Quote:
Originally Posted by Cotton Hill
These teams used to be pretty evenly matched.
Not sure why Navy can consistently field a decent team and Army fields a crummy one.
A few reasons, I think. The Iraq and Afghanistan wars really decimated Army's recruiting in ways it didn't for Navy and Air Force--being in a boat or plane is rightly perceived as being safer than dodging IEDs while leading combat patrols against an insurgency. This shrank an already limited recruiting pool (entry standards to the academy are quite stringent) that had consisted of academically minded kids who were all-conference type players but otherwise had limited potential to play Division 1/FBS football.
There was also an unfortunate string of coaches who moved away from triple option. A conventional, single back offense just doesn't work when you're outweighed by 50 lbs/player on the line.

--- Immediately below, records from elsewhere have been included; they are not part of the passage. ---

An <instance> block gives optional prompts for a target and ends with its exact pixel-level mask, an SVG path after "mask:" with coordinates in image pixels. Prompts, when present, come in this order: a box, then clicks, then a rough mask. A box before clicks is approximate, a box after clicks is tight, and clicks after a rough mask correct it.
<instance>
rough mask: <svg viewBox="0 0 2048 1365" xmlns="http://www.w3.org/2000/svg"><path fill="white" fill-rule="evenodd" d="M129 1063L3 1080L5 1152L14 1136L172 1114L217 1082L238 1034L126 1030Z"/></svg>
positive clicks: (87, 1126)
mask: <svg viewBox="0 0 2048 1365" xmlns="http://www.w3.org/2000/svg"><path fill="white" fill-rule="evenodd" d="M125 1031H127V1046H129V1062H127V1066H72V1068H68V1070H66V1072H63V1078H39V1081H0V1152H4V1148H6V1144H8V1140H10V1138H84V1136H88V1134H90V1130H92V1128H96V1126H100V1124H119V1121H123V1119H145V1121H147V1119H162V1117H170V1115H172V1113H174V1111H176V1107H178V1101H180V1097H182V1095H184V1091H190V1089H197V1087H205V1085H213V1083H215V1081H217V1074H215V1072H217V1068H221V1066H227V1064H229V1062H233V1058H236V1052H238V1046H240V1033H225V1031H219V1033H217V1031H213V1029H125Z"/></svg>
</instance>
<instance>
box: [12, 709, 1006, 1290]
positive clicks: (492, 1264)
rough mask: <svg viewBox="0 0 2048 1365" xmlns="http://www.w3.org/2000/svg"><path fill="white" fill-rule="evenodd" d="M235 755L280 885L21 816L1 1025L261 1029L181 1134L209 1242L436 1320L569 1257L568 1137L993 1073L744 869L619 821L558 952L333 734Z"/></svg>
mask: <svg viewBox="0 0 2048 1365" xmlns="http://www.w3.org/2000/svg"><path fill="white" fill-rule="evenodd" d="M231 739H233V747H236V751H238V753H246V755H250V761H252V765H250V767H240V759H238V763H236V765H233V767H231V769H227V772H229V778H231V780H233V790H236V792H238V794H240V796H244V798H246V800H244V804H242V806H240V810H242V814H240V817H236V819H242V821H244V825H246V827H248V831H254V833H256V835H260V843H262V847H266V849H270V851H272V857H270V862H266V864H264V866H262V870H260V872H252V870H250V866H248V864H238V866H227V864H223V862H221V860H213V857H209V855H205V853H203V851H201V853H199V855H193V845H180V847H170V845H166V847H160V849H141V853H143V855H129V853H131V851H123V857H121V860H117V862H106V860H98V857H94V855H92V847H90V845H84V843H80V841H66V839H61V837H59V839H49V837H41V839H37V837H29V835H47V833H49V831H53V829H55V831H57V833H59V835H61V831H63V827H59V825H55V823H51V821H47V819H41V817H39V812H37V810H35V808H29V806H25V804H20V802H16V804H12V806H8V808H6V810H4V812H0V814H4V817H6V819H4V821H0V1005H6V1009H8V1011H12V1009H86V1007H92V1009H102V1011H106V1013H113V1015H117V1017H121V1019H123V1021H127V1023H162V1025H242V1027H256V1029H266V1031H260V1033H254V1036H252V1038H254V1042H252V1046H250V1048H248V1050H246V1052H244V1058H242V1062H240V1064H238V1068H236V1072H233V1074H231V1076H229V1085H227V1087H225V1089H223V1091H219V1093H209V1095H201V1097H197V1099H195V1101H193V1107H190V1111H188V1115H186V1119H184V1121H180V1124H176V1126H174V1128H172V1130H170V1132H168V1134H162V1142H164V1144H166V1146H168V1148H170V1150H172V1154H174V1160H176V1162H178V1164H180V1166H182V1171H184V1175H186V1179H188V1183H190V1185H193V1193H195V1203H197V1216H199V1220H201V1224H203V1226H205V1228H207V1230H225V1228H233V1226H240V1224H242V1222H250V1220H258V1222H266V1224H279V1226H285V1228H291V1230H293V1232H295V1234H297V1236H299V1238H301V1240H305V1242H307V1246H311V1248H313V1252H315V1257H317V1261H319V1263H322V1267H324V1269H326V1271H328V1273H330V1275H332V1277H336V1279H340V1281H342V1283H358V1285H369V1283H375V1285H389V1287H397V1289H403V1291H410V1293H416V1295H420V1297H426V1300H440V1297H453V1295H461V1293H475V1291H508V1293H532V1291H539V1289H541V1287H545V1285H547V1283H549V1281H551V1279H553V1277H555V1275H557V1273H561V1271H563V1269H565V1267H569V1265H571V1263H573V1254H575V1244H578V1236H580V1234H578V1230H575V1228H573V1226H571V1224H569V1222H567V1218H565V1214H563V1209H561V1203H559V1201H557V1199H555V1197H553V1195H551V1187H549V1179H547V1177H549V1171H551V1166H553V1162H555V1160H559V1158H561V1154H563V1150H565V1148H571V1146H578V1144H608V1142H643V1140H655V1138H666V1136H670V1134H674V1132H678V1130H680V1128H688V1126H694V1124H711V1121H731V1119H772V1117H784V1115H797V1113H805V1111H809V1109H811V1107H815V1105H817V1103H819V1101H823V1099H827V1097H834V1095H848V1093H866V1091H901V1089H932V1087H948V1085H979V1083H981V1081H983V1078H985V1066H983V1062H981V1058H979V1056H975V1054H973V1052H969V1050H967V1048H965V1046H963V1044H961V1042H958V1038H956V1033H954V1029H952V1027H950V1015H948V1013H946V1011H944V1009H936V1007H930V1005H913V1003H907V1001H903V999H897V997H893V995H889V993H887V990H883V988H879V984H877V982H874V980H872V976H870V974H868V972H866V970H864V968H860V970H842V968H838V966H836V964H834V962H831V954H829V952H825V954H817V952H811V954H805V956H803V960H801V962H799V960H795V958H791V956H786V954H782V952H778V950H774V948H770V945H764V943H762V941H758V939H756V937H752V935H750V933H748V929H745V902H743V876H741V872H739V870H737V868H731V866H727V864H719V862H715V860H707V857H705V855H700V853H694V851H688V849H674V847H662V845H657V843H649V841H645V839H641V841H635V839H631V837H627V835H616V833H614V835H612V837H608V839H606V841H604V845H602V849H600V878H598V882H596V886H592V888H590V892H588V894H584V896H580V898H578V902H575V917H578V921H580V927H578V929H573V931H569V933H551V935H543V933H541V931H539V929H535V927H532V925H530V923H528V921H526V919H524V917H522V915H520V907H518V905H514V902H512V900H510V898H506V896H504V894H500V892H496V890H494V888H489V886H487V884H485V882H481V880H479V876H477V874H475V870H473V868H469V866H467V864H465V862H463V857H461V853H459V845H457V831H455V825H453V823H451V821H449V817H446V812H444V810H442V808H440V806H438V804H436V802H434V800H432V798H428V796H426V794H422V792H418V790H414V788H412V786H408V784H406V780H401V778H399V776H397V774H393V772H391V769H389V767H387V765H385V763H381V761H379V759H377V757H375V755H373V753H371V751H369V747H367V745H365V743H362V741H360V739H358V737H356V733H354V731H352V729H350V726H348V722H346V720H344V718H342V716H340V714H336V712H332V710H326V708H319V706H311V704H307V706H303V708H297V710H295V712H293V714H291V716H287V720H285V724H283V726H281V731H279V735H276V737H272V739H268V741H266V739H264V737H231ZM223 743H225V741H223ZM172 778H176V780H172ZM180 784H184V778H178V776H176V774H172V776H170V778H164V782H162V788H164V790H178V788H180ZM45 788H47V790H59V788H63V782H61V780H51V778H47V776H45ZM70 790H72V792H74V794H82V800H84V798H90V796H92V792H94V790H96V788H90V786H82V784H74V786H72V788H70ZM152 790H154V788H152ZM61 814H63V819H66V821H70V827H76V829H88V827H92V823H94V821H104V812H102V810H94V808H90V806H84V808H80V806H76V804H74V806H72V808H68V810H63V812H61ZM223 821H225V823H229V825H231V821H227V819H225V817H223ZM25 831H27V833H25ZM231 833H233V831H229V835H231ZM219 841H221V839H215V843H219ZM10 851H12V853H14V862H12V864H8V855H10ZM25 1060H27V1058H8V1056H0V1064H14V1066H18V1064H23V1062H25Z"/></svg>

A traditional offense also meant that opposing teams had to spend very little practice time preparing to play Army, whereas the triple option forces teams to spend time practicing on how to stop it (blow your assignments against a triple option attack and you'll get gashed at 12-14 yard clips).
While Army has had a poor year (lots of injuries), I feel pretty good that Jeff Monken (a Paul Johnson disciple) will get things turned around eventually. There's a deeply entrenched culture of losing in the program that regrettably won'd disappear overnight.
Also, huge credit to Navy for putting together 8ish win seasons over the last ten years, which is a pretty impressive ceiling for a service academy.